Now the focus shifts to long term reconstruction. The earthquake destroyed tens of thousands of businesses, and many hundreds of schools, hospitals and health clinics. Hundreds of thousands of homes need to be rebuilt and furnished for Haitian families. Several IRN partners are already on the ground building simple sturdy wooden residences, much more resilient in the face of a future earthquake than the mud and cement huts they replace. This effort will go on for years.

As structures are rebuilt, there’s equal need for furnishings and supplies to fit them out. Tables and chairs, bureaus, beds and mattresses for homes. Desks and chairs and bookshelves for schools. File cabinets and shelving and desks for businesses. Cabinets and exam tables and beds and a thousand other supplies for clinics and hospitals. Stoves, ranges, refrigerators, serving equipment for private and institutional kitchens.

In short, there’s critical long-term need in Haiti for surplus property that can be sourced from the U.S. I don’t want to beat the drum for my own organization because this is what we do, but every business and institution in the U.S. should remember, before tossing surplus into the dumpster, that there are people just a couple hundred miles from our borders for whom that surplus is, quite literally, a treasure.

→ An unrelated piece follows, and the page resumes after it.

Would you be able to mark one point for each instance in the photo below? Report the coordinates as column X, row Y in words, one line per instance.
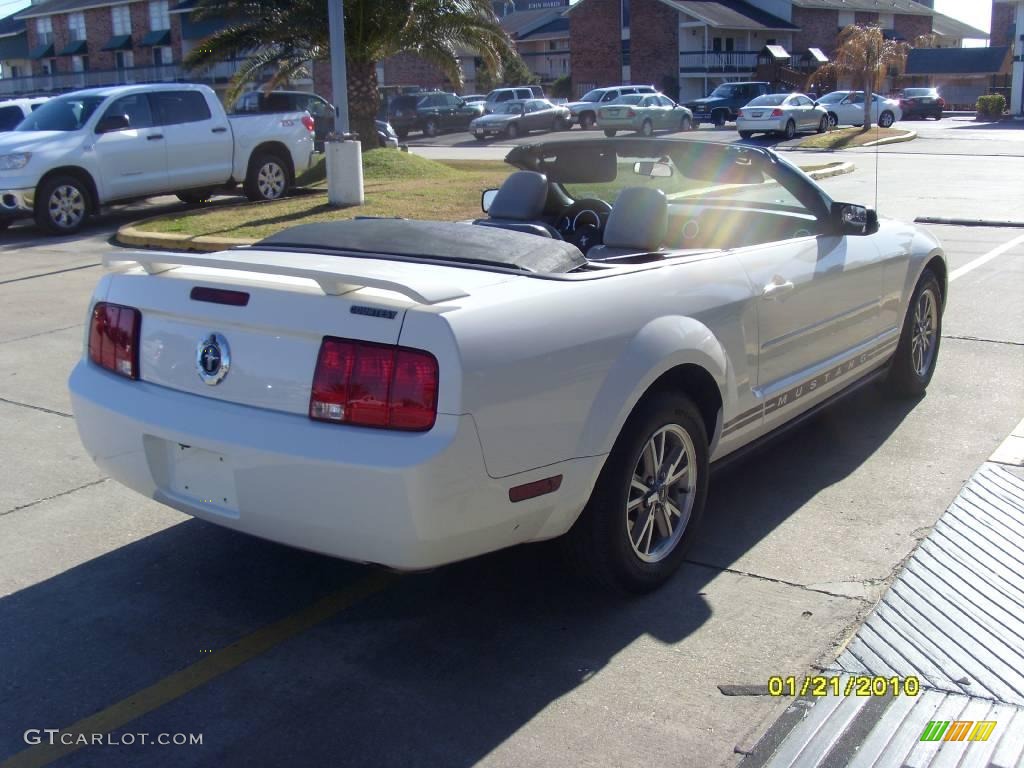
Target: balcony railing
column 69, row 81
column 719, row 60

And they aren’t necessarily in Haiti; they aren’t necessarily beyond our borders. There are millions of people right here in the U.S. – families coming out of the welfare system, homeless people establishing new lives, families recovering from natural disaster or economic misfortune – whose need for furnishings to equip their lives is equally great. It should be painful for any American to know that usable surplus is being thrown away in America.

It’s hard for almost anyone in the U.S. to imagine what living conditions are like in Haiti. In the U.S. the average house size is about 2,400 square feet, for the average household of 2.6 people. In Haiti the average house size is about 200 square feet, for an average household of about 7 people. That’s more than twice as many people living in a home less than one-tenth as big. You almost have to stop and read that again: more than twice as many people, living in a home less than one-tenth as big. As Americans, we are among the most fortunate people on earth. It’s not much to ask that we offer our used but still usable furnishings to those who are among the least fortunate.